Justine crut reconnaître la main de la Providence qui aplanissait les difficultés qu’elle n’avait espéré de vaincre qu’avec beaucoup de peine.

— J’aurai bien peu de temps à donner au plaisir de la promenade, monsieur reprit-elle. Je suis appelée à Brest par l’intérêt que je prends à une personne qui m’est bien chère, et qu’une condamnation terrible autant qu’injuste a frappée.

— Ah ! diable ! c’est malheureux ; mais c’est un peu de mon ressort cela. D’abord, comme j’ai eu l’honneur de vous le dire, mon père est un excellent fonctionnaire ; j’en fais tout ce que je veux, et je pourrai vous être utile…

— Ah ! monsieur, ma reconnaissance serait éternelle.

Peu à peu, il s’établit une sorte d’intimité entre le jeune homme et Justine. Le troisième jour, Albert, c’était le nom du voyageur, savait une partie de l’histoire de Georges, et il avait promis de s’intéresser vivement au protégé de sa belle compagne de voyage ; mais, après chaque promesse il demandait quelque nouvelle faveur : un baiser sur la main, un regard, la permission d’espérer autre chose. Justine regrettait presque de s’être si fort avancée ; puis, en pensant qu’il s’agissait de la délivrance de Valmer, elle reprenait courage, espérant qu’il lui serait facile de résister aux prétentions de son protecteur, assez long-temps pour qu’elle n’eût plus besoin de lui.

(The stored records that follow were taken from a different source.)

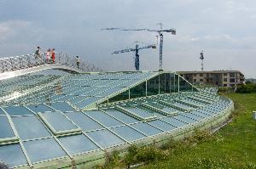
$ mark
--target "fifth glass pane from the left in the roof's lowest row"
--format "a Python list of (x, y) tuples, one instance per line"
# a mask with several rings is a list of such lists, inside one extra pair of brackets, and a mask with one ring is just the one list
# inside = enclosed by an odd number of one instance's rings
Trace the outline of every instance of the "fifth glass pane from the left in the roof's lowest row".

Les choses en étaient là lorsque l’on arriva à Brest. Justine descendit à un modeste hôtel, et Albert la quitta en promettant de revenir bientôt.

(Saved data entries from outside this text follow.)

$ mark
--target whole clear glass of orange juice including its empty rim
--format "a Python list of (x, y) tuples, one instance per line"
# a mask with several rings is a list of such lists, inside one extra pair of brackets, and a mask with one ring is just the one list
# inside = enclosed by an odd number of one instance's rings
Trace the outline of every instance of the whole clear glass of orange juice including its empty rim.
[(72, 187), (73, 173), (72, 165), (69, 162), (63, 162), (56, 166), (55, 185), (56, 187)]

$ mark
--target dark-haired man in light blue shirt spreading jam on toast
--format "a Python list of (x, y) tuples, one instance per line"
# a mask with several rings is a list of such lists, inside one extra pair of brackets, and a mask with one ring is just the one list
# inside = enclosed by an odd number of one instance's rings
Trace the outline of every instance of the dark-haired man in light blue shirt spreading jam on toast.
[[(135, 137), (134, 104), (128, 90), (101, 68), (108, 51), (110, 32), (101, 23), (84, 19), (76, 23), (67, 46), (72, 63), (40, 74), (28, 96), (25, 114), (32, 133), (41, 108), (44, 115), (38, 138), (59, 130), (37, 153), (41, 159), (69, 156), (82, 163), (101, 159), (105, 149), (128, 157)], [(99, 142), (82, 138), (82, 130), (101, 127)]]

Le premier soin de l’orpheline fut d’écrire à Georges.

« Du courage, bon ami, lui marquait-elle ; l’épreuve est terrible, mais j’ai l’espoir qu’elle ne se prolongera pas. Je me sens toute la force nécessaire pour t’arracher de l’abîme où l’on t’a jeté ; tous mes instans t’appartiennent. Je ne puis et ne veux m’occuper que de toi. J’arrive aujourd’hui, et j’aurai le bonheur de te voir bientôt. Je souffre déjà moins depuis que je me sens si près de toi. »

Ce n’était pas chose facile que de faire remettre ce billet au condamné ; mais, grâce à Albert, il lui parvint le jour même, ainsi que l’argent que Justine y avait joint, et l’infortuné sentit un rayon d’espérance pénétrer dans son cœur.